Does “card-check” have a Plan B?
Yes, according to a group of businesses spearheaded by self-described pro-labor Democrat Lanny Davis.
Davis and the CEOs of Costco, Starbucks and Whole Foods, who consider themselves to be progressives, have come up with an alternative to the derailed card-check legislation. Yet offering an alternative that tries to please everyone is not always met with open arms.
Card-check is dead. Although organized labor and business will passionately disagree, the reality is that when Sen. Arlen Specter, R- Pa., jumped off the labor-friendly bandwagon (taking Sen. Diane Feinstein, D-Calif., with him), the bill lost its mojo.
Costco, Starbucks and Whole Foods, with Davis as their front man, call their effort the “Committee for A Level Playing Field.” Among many things, their proposal retains secret-ballot union elections, essentially taking the “card-check” component out of card-check.
They also propose eliminating binding arbitration and giving employers the right to apply to the National Labor Relations Board to decertify a union.
Labor’s benefits in this compromise come from tougher penalties on businesses for unfair or punitive labor practices, a quicker way to enforce those, and equal access to all employees during non-working hours for campaigning purposes.
AFL-CIO secretary-treasurer Richard Trumka’s reaction to the compromise was a blunt “no way.”
“Their proposal is woefully inadequate to protect workers rights. Maybe if someone shows us something that protects workers, but not this,” Trumka said after a rally for miners in Uniontown, Pa.
He said he was still very confident that labor will get the votes needed to pass card-check this year. “I am working on three senators right now whose votes will make this pass,” he said, declining to name the three.

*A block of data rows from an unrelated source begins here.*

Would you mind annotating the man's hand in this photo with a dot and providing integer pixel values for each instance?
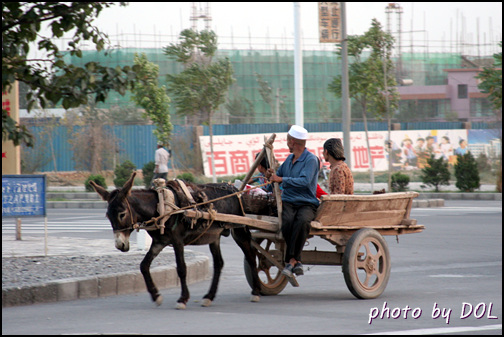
(271, 176)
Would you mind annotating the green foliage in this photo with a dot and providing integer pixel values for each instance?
(367, 77)
(123, 173)
(399, 182)
(50, 79)
(491, 80)
(148, 173)
(202, 86)
(436, 172)
(98, 179)
(153, 98)
(466, 172)
(187, 176)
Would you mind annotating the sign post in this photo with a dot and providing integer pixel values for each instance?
(24, 196)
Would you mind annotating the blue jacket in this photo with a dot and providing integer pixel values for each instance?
(300, 179)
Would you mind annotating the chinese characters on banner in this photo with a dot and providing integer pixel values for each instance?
(329, 22)
(23, 195)
(234, 154)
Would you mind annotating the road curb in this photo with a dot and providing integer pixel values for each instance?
(105, 285)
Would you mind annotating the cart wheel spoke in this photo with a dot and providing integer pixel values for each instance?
(366, 264)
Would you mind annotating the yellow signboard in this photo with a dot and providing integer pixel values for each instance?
(11, 155)
(330, 22)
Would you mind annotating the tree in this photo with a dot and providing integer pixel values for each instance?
(491, 80)
(466, 172)
(436, 172)
(49, 78)
(371, 80)
(491, 83)
(202, 86)
(153, 98)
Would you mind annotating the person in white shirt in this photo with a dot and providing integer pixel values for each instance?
(161, 160)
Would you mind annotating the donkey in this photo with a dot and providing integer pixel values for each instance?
(127, 207)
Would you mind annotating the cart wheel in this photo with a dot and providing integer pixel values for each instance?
(270, 277)
(366, 264)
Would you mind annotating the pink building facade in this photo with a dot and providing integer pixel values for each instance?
(460, 98)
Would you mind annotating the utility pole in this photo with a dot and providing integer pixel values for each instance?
(345, 96)
(298, 66)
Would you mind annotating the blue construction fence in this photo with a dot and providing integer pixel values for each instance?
(137, 143)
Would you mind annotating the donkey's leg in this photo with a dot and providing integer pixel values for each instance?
(178, 247)
(218, 265)
(242, 238)
(154, 250)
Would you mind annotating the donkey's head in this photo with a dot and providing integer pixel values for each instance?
(119, 212)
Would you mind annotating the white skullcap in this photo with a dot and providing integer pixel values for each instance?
(298, 132)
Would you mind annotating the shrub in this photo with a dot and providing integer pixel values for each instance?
(148, 173)
(466, 172)
(123, 173)
(187, 176)
(399, 182)
(98, 179)
(436, 172)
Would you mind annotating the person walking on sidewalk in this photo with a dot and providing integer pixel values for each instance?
(161, 158)
(298, 175)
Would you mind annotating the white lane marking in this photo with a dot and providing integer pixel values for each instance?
(435, 331)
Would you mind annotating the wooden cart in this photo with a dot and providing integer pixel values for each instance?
(355, 224)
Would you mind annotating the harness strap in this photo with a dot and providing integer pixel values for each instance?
(186, 191)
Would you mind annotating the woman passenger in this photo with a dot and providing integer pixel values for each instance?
(340, 179)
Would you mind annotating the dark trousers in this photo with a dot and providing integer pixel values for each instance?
(296, 227)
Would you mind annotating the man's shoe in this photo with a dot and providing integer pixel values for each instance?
(287, 271)
(298, 269)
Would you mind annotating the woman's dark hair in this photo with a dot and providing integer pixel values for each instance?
(334, 148)
(264, 162)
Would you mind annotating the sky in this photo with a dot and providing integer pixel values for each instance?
(251, 22)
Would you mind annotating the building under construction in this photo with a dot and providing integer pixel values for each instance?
(427, 97)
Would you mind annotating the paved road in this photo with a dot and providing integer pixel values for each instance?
(61, 221)
(456, 260)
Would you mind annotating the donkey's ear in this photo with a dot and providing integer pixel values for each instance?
(100, 190)
(126, 189)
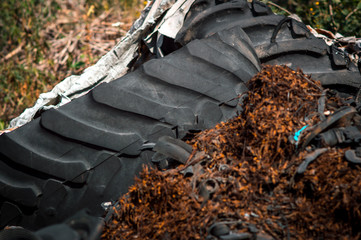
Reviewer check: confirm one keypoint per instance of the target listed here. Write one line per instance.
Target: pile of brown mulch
(248, 178)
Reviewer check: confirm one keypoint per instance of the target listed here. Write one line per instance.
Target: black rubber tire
(89, 150)
(277, 40)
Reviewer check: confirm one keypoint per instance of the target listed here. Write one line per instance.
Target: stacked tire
(88, 151)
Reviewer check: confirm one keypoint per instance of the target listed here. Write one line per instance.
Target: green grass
(32, 70)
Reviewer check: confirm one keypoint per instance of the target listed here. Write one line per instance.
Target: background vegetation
(43, 41)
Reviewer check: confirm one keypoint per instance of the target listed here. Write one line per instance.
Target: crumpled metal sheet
(114, 64)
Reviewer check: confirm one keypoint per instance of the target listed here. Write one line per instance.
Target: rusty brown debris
(243, 180)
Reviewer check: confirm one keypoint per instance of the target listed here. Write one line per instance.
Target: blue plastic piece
(298, 133)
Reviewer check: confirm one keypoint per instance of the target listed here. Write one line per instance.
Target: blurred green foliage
(343, 16)
(26, 65)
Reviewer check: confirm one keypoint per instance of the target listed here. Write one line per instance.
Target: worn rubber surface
(88, 151)
(276, 39)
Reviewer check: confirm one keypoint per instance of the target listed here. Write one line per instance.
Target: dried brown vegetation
(246, 176)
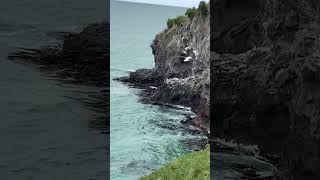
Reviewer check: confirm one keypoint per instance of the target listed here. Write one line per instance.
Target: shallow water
(143, 137)
(44, 134)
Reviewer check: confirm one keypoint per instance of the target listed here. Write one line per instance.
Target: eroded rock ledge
(181, 72)
(81, 58)
(265, 79)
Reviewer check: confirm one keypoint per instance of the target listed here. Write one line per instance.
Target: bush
(191, 12)
(180, 20)
(203, 8)
(193, 166)
(170, 23)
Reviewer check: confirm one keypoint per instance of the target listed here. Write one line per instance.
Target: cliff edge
(265, 77)
(181, 72)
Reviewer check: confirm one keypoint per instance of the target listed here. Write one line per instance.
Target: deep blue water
(140, 141)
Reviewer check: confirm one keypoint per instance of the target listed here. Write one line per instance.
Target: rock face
(181, 72)
(82, 58)
(265, 79)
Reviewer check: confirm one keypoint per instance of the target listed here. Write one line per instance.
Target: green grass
(193, 166)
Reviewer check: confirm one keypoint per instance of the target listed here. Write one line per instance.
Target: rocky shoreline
(181, 72)
(265, 77)
(81, 58)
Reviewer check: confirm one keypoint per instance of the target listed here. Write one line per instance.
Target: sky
(182, 3)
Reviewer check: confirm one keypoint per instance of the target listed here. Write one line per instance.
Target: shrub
(170, 23)
(193, 166)
(191, 12)
(203, 8)
(180, 20)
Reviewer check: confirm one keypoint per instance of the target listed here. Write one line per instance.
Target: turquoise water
(143, 137)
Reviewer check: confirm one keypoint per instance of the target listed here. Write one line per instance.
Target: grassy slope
(193, 166)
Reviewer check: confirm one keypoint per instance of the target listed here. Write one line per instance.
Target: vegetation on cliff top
(202, 10)
(193, 166)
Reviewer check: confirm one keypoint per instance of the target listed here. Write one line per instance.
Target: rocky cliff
(81, 58)
(265, 79)
(181, 72)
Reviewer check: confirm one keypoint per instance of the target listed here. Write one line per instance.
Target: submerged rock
(81, 59)
(181, 72)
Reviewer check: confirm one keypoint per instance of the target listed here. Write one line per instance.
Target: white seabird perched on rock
(187, 59)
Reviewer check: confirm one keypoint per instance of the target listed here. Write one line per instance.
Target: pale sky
(182, 3)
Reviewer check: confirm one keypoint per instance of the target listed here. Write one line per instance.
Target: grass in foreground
(193, 166)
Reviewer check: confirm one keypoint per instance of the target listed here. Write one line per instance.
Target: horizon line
(146, 3)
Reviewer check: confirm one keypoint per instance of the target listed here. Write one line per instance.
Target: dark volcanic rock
(265, 74)
(82, 59)
(181, 72)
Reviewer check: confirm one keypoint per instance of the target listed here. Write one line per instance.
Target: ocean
(143, 137)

A longtime friend of Specter, the AFL-CIO official said he was very disappointed that “he flip-flopped on the issues.”
Two weeks ago, Specter went from being at least for cloture on the bill to a deafening no, taking labor, business and his declining political career all by surprise.
Trumka isn’t the only big “no” from the labor movement. “Clearly, this so-called compromise was made by CEOs for CEOs … and (is) not something we would support,” said Josh Goldstein, spokesman for American Rights at Work, a pro-labor group.
"It is unfortunate organized labor has said ‘all or nothing,’ ” replied Gene Barr, vice president of governmental affairs for the Pennsylvania Chamber of Commerce.